I, mean its only. Natural that weerd thangs criep into comments here und their

But it's been something increasing over time. Some of it is people just not paying attention, some of it is them relying on autocorrect and not spending the time to check what gets autoed. But, a lot of it is that people can't spell for shit, and don't care that they can't.

And, to be fair, as long as the basic idea of what you're saying gets across, how much effort is required? In your example, extreme vs extream, while one is correct, they both sound the same, and they even read the same. So if a person is just approximating the sound of the word, and never ran across it, do they have an obligation to go looking?

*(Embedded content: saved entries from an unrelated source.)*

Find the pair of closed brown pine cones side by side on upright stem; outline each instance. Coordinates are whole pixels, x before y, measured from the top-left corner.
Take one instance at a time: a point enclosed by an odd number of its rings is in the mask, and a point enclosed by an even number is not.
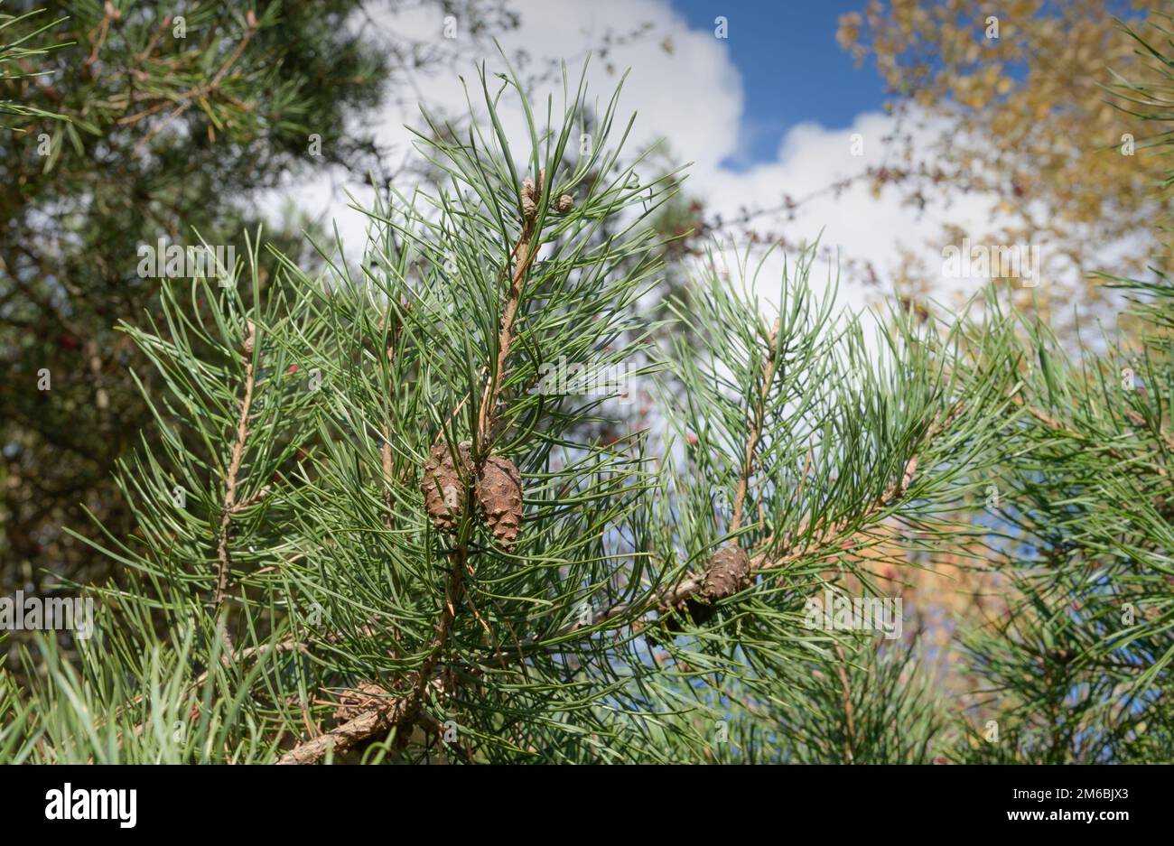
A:
[[[432,447],[424,465],[424,479],[420,482],[424,508],[432,524],[447,534],[457,530],[465,512],[467,481],[474,475],[471,449],[468,441],[457,448],[460,461],[458,466],[448,446],[438,444]],[[502,549],[513,551],[521,534],[521,473],[510,459],[490,455],[475,475],[474,495],[485,524]]]

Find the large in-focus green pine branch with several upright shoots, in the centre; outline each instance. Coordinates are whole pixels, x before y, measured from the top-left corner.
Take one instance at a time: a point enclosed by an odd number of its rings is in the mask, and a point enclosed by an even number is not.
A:
[[[245,747],[304,764],[389,735],[400,751],[426,752],[447,735],[441,722],[463,736],[443,747],[452,760],[716,760],[726,753],[703,750],[706,715],[731,708],[749,719],[751,709],[818,699],[841,727],[828,739],[804,725],[805,751],[787,754],[877,759],[883,742],[870,732],[893,730],[862,702],[857,658],[843,651],[837,670],[818,642],[846,650],[846,638],[792,637],[795,603],[826,569],[853,570],[852,551],[879,543],[889,520],[926,527],[904,539],[906,549],[944,537],[930,523],[974,486],[969,474],[989,446],[983,412],[1004,394],[976,374],[973,413],[953,427],[971,400],[958,395],[962,378],[935,372],[935,357],[950,352],[930,337],[886,337],[892,354],[864,372],[859,324],[837,326],[830,305],[810,295],[807,253],[797,273],[781,277],[772,325],[757,297],[731,291],[713,270],[697,283],[702,302],[675,309],[695,341],[654,351],[639,304],[662,245],[645,203],[655,210],[674,183],[637,190],[633,165],[601,143],[612,106],[592,151],[565,161],[581,128],[575,106],[558,129],[539,130],[527,111],[526,172],[538,185],[521,180],[519,196],[518,156],[497,119],[501,93],[483,87],[492,131],[474,122],[465,142],[426,117],[421,147],[445,189],[377,201],[363,278],[337,258],[340,245],[318,248],[319,276],[279,257],[264,310],[201,285],[194,299],[208,313],[189,313],[180,286],[168,287],[163,329],[131,332],[163,374],[166,391],[148,401],[164,448],[123,476],[142,530],[133,547],[110,539],[136,573],[112,593],[129,621],[115,661],[142,681],[134,656],[157,644],[146,623],[164,609],[197,632],[182,662],[191,670],[166,708],[190,706],[193,684],[215,686],[248,719],[227,720],[211,746],[181,749],[161,733],[154,702],[149,718],[128,722],[141,688],[80,701],[121,715],[108,733],[129,756]],[[245,360],[243,386],[241,366],[223,364],[239,354],[230,347],[242,323],[247,347],[265,338],[263,357],[257,354]],[[209,345],[214,358],[203,356]],[[546,375],[555,361],[571,365],[558,384]],[[663,440],[623,433],[628,417],[575,375],[596,365],[627,372],[633,361],[676,380],[656,410],[670,427]],[[432,463],[416,468],[438,444],[465,486],[460,513],[440,517],[421,483]],[[475,485],[491,461],[526,480],[517,515],[525,530],[508,543],[479,519],[488,509]],[[177,481],[198,492],[196,508],[158,507]],[[209,524],[207,509],[218,522]],[[187,587],[198,584],[193,562],[209,541],[210,615],[207,594]],[[702,556],[707,570],[691,571]],[[728,562],[720,573],[718,557]],[[241,582],[236,600],[231,580]],[[657,642],[646,629],[669,629],[682,605],[707,614],[664,644],[672,662],[649,662]],[[269,642],[238,649],[248,644],[225,637],[229,616],[237,638],[265,632]],[[782,699],[768,686],[814,672],[824,674],[818,683],[788,683]],[[688,681],[701,674],[737,701],[703,702]],[[918,723],[917,737],[923,727],[927,737],[932,726]],[[893,744],[893,754],[916,757]],[[96,746],[90,756],[109,757]]]

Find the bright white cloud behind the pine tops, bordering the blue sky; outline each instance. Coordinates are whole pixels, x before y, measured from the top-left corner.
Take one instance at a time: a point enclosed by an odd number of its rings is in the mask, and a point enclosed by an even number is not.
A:
[[[605,56],[594,59],[589,74],[592,89],[596,96],[606,97],[619,73],[630,67],[621,100],[622,116],[637,113],[630,143],[645,144],[662,136],[677,160],[693,163],[687,191],[701,197],[707,209],[726,219],[735,217],[743,207],[777,207],[784,194],[804,197],[885,158],[882,140],[891,133],[893,119],[868,113],[858,115],[846,129],[829,130],[815,122],[795,126],[782,140],[775,161],[738,172],[723,169],[720,163],[743,149],[737,133],[745,124],[742,80],[730,59],[729,41],[715,38],[711,29],[689,29],[666,0],[591,4],[522,0],[513,6],[521,23],[501,38],[507,54],[525,48],[535,60],[567,59],[572,74],[578,73],[586,52],[598,46],[606,32],[623,34],[645,22],[654,25],[653,35],[612,46]],[[397,35],[439,39],[441,18],[439,9],[413,8],[405,14],[384,12],[376,25]],[[500,67],[492,43],[478,45],[464,34],[459,39],[460,66],[418,81],[419,95],[430,108],[463,110],[465,95],[458,74],[472,86],[477,79],[475,62],[484,59],[491,69]],[[672,50],[662,48],[662,43],[672,45]],[[811,80],[795,80],[788,84],[811,83]],[[549,93],[555,95],[558,109],[561,90]],[[405,123],[419,124],[414,108],[386,108],[378,116],[380,143],[406,150],[411,135]],[[512,137],[525,138],[520,110],[507,111],[505,124]],[[859,157],[850,155],[851,136],[856,133],[864,138],[864,155]],[[333,217],[350,251],[362,245],[366,224],[359,212],[346,208],[349,199],[343,188],[336,176],[286,185],[284,190],[303,208],[324,210],[328,217]],[[348,188],[359,202],[370,197],[364,187]],[[989,226],[983,224],[989,223],[991,208],[990,198],[967,195],[953,202],[950,219],[976,232],[986,231]],[[838,197],[822,196],[804,203],[795,221],[774,225],[768,221],[763,228],[785,235],[791,243],[811,241],[822,230],[823,245],[844,257],[872,262],[884,278],[898,262],[900,245],[917,250],[929,268],[940,262],[942,244],[926,246],[931,238],[940,242],[938,211],[939,208],[931,205],[919,216],[902,203],[898,191],[890,190],[876,198],[861,183]],[[859,307],[863,292],[849,285],[842,292],[842,300]]]

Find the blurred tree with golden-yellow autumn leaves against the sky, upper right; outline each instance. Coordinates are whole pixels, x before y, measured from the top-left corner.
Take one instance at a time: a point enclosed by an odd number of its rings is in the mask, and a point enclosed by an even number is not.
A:
[[[866,177],[876,191],[892,187],[923,207],[931,196],[991,196],[1005,223],[962,232],[946,219],[944,243],[965,235],[1040,244],[1044,283],[1016,299],[1071,336],[1073,309],[1093,313],[1105,299],[1089,275],[1107,265],[1141,273],[1167,239],[1153,221],[1168,201],[1152,188],[1168,162],[1141,143],[1152,129],[1128,97],[1106,88],[1122,76],[1140,88],[1159,80],[1146,49],[1113,20],[1143,26],[1166,8],[1160,0],[869,0],[841,18],[838,39],[858,62],[875,62],[900,121],[886,138],[889,160]],[[895,285],[925,297],[937,270],[910,256]]]

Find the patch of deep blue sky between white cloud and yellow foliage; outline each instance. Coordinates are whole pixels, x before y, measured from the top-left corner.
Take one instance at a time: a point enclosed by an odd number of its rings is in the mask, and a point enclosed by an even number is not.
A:
[[[839,15],[864,0],[672,0],[691,29],[713,32],[729,20],[729,56],[742,74],[745,114],[742,150],[723,164],[745,169],[774,161],[787,130],[803,121],[848,127],[862,111],[884,103],[879,76],[857,68],[836,43]]]

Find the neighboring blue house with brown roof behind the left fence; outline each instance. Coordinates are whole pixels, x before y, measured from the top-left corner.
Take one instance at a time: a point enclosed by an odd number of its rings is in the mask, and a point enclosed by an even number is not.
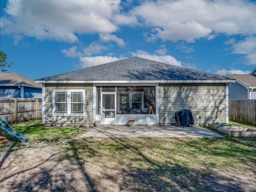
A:
[[[14,72],[0,72],[0,98],[42,98],[42,84]]]

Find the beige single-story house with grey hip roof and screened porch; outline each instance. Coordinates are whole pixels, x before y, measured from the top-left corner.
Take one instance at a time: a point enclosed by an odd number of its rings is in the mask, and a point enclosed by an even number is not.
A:
[[[43,84],[45,125],[172,125],[181,109],[192,111],[195,124],[228,122],[234,80],[133,57],[36,82]]]

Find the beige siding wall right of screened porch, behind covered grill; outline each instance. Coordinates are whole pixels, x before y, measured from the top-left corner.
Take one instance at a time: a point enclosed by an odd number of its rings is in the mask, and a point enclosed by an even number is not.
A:
[[[189,109],[194,124],[226,122],[226,84],[159,84],[159,124],[175,124],[175,112]]]

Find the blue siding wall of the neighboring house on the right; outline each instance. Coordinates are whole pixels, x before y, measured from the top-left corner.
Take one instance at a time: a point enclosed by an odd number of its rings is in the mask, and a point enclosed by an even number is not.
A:
[[[248,99],[248,90],[238,82],[229,84],[228,98],[229,99]]]

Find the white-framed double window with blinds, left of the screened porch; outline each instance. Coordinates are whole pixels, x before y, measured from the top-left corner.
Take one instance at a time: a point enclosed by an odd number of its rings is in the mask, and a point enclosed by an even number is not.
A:
[[[85,115],[85,90],[53,90],[53,115]]]

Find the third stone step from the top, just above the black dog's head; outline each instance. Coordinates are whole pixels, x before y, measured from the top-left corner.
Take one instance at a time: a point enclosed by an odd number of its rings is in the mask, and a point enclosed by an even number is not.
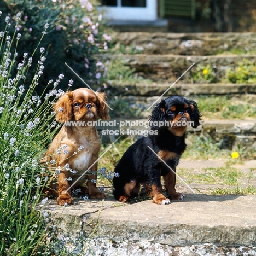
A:
[[[137,96],[147,97],[143,101],[150,101],[148,97],[155,100],[172,86],[172,83],[136,83],[134,84],[108,84],[107,90],[113,96]],[[184,84],[176,83],[165,94],[171,95],[236,95],[252,94],[256,96],[256,84]],[[159,95],[159,96],[156,96]],[[139,99],[139,98],[138,98]],[[151,100],[154,102],[154,100]],[[150,101],[150,102],[151,102]],[[256,102],[256,98],[254,99]]]

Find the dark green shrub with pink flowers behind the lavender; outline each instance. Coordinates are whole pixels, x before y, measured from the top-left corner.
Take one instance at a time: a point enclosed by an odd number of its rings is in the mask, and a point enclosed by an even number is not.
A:
[[[64,73],[65,84],[69,79],[74,80],[74,87],[84,86],[84,83],[75,75],[65,62],[86,82],[99,84],[106,75],[106,70],[96,55],[108,49],[111,39],[103,32],[102,16],[89,1],[67,0],[5,0],[8,9],[5,14],[12,18],[18,13],[22,19],[17,30],[22,30],[20,49],[32,55],[38,40],[42,36],[41,28],[47,22],[49,29],[40,45],[45,47],[47,65],[42,76],[42,83],[36,89],[42,93],[50,79],[55,79]],[[0,31],[4,24],[0,24]],[[39,47],[40,47],[39,45]],[[38,57],[36,51],[35,56]],[[22,59],[18,51],[18,60]],[[33,68],[33,67],[32,67]],[[32,77],[27,77],[31,79]]]

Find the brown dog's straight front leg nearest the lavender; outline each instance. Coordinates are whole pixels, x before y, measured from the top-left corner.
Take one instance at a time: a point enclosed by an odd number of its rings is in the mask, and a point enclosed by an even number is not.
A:
[[[67,171],[61,171],[58,176],[58,184],[59,184],[59,190],[58,190],[58,198],[57,198],[57,204],[58,205],[65,205],[67,203],[68,205],[71,204],[71,193],[70,191],[67,191],[69,189],[69,184],[67,181],[68,174]]]

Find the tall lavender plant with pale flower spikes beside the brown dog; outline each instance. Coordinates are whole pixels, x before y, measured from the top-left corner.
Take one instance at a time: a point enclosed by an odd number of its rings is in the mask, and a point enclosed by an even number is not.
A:
[[[23,53],[19,60],[20,13],[15,20],[13,33],[8,16],[0,32],[0,254],[43,255],[49,219],[47,199],[40,201],[40,194],[48,176],[38,158],[57,129],[46,113],[63,93],[57,89],[63,75],[49,82],[53,90],[45,97],[35,94],[45,69],[45,48]],[[48,27],[45,24],[40,40]],[[37,52],[39,59],[34,57]],[[36,72],[28,83],[32,66]]]

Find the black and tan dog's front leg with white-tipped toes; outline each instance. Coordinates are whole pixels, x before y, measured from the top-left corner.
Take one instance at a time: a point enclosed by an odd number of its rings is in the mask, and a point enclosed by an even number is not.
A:
[[[156,203],[158,205],[168,205],[170,203],[170,200],[166,198],[162,194],[162,185],[160,180],[160,170],[158,168],[155,168],[150,171],[150,180],[151,180],[151,196],[153,196],[153,203]]]

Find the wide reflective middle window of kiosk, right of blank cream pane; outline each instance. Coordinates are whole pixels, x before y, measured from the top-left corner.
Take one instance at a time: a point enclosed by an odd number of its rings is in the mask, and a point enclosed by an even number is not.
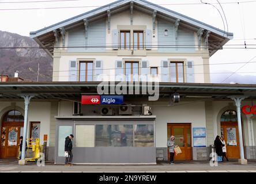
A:
[[[96,147],[133,147],[133,125],[96,125]]]

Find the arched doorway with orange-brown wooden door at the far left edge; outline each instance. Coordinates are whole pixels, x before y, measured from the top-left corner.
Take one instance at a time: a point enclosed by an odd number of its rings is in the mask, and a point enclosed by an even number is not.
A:
[[[0,158],[14,158],[17,156],[20,136],[23,134],[23,125],[24,117],[18,110],[10,110],[3,116]]]

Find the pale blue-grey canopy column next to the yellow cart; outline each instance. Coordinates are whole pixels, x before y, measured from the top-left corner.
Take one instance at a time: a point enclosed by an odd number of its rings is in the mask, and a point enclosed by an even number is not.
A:
[[[25,101],[25,114],[24,114],[24,128],[23,128],[23,140],[22,140],[22,151],[21,151],[21,160],[19,160],[18,164],[25,165],[25,145],[27,141],[27,127],[28,127],[28,106],[29,102],[32,97],[35,95],[33,94],[21,94],[22,98],[24,98]]]

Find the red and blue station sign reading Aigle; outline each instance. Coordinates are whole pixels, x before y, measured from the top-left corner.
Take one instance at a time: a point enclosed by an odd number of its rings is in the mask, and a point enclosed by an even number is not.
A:
[[[82,95],[82,105],[122,105],[123,95]]]

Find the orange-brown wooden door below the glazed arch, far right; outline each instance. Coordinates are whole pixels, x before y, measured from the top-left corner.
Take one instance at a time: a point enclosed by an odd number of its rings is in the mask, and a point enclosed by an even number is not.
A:
[[[230,159],[240,158],[240,141],[237,122],[221,122],[221,135],[224,137],[227,147],[227,157]]]

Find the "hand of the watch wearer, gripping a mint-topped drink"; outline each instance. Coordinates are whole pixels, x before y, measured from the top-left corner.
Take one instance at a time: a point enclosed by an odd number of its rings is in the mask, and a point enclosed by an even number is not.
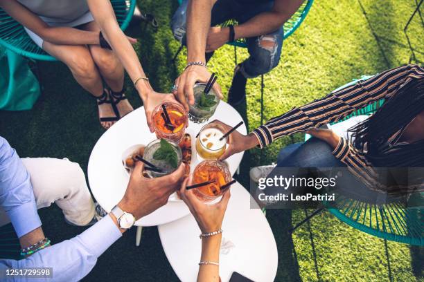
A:
[[[170,194],[177,191],[184,180],[184,166],[182,163],[168,176],[145,178],[142,173],[143,162],[136,162],[127,190],[118,207],[124,212],[130,212],[138,220],[166,205]]]

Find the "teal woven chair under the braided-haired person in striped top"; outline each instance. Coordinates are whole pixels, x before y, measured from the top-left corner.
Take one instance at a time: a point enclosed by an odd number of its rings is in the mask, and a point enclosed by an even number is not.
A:
[[[357,81],[368,79],[369,77],[371,76],[364,76],[340,88],[355,84]],[[335,91],[340,88],[337,88]],[[380,100],[374,104],[370,104],[363,109],[351,113],[351,115],[346,116],[343,120],[347,120],[355,115],[371,115],[375,113],[383,103],[384,100]],[[309,136],[306,136],[306,140],[308,140],[308,138]],[[414,199],[409,200],[423,203],[423,196],[423,194],[416,194],[414,195]],[[423,209],[421,207],[405,207],[405,203],[396,201],[383,205],[369,204],[346,196],[339,196],[336,203],[331,203],[331,205],[326,202],[323,204],[328,212],[339,218],[339,220],[342,220],[342,222],[362,232],[389,241],[410,245],[424,245],[424,218],[422,214]],[[310,216],[302,220],[301,223],[293,227],[291,231],[294,231],[294,229],[308,221],[312,216],[315,216],[323,209],[324,208],[317,209],[310,214]]]

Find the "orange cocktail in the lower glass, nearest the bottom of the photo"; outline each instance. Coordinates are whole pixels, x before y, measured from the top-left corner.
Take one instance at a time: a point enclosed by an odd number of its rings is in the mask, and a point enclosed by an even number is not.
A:
[[[193,185],[210,181],[215,182],[193,190],[200,200],[214,200],[222,195],[224,189],[221,187],[231,181],[231,173],[227,164],[218,160],[204,160],[197,164],[193,171]]]

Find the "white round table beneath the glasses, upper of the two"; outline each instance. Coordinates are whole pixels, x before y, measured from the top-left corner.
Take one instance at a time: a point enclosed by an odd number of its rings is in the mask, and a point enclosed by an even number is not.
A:
[[[209,121],[221,120],[235,126],[242,120],[240,114],[229,104],[220,102],[215,114]],[[193,160],[191,169],[197,165],[197,153],[195,152],[195,136],[204,124],[189,122],[186,133],[191,134]],[[237,129],[246,134],[246,126]],[[150,133],[143,107],[132,111],[124,118],[109,128],[91,151],[88,164],[88,179],[91,192],[103,209],[110,212],[112,208],[123,198],[130,176],[123,168],[122,154],[135,144],[148,144],[156,139],[154,133]],[[231,173],[235,173],[241,162],[243,153],[237,153],[227,159]],[[182,200],[168,201],[152,214],[144,216],[136,221],[137,226],[154,226],[169,223],[189,214],[189,210]],[[141,229],[139,230],[141,232]],[[141,233],[140,233],[141,236]]]

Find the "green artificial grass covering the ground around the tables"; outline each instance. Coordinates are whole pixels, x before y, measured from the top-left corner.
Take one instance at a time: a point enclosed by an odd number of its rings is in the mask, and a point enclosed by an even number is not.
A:
[[[157,91],[168,92],[182,71],[186,50],[177,62],[171,59],[178,43],[170,32],[170,17],[177,1],[139,1],[142,12],[155,15],[159,30],[136,26],[128,34],[139,38],[136,46],[143,68]],[[315,0],[299,30],[283,44],[281,62],[265,75],[265,120],[323,97],[361,75],[424,61],[424,32],[418,15],[409,26],[412,50],[403,33],[415,1]],[[424,8],[422,8],[422,13]],[[247,50],[237,48],[238,62]],[[422,63],[421,63],[422,64]],[[218,74],[224,95],[231,84],[234,49],[224,46],[209,64]],[[0,112],[0,135],[20,156],[67,157],[87,171],[89,154],[103,133],[95,101],[78,86],[60,62],[41,62],[44,91],[34,109]],[[134,107],[140,100],[127,79],[127,95]],[[227,98],[227,97],[225,97]],[[260,77],[249,79],[247,104],[238,110],[249,129],[260,125]],[[248,187],[250,167],[276,160],[281,147],[301,142],[302,134],[281,138],[265,150],[245,153],[238,180]],[[323,212],[294,234],[287,230],[310,210],[268,210],[279,248],[276,281],[424,281],[423,248],[385,242],[339,222]],[[40,212],[44,231],[57,243],[84,228],[69,227],[58,207]],[[156,227],[143,228],[141,247],[134,246],[135,229],[103,254],[85,281],[177,281],[161,247]]]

Now, obviously, extreme would be an unusual word to never have seen in print since it was over used in marketing for a long time. I'd expect xtreme to be the misspelling to show up. But even with a word that over saturated, does it matter?

I say no, it doesn't really matter. Yeah, I'd still offer someone the correct spelling, but that's just as a point of conversation rather than any obligation they have to spend their time and energy on vocabulary and/or spelling. As long as they aren't giving me shit for having put in time and effort into mine, and it's close enough to guess; or they're willing to communicate about that they meant if it isn't easy to guess.

For real, it does make my brain scream at me when I run across it. But that's my problem, not theirs.

Seriously, not everyone cares enough to edit it up. Why should they?

[–] BeNotAfraid@lemmy.world 2 points 1 day ago

Smart Technology has always been about removing our ability to effectively communicate with nuance and assess reality that's what it's for. Autocorrect so you can't spell, google maps so you can't find your way out of a paper bag without them. People's lexicons have diminished, substantially since 2007. The quantity and variety of expressions used have dropped off majorly. All this connection with people all over the world and we use it to maintain quasi social relationships with people we hardly care about. It's a joke.

[–] exixx@lemmy.world 7 points 1 day ago

It also seems to be on the rise in online publications. Both spelling errors and synonym/grammar issues have increased significantly over the last year, most significantly in the last 3-4 months.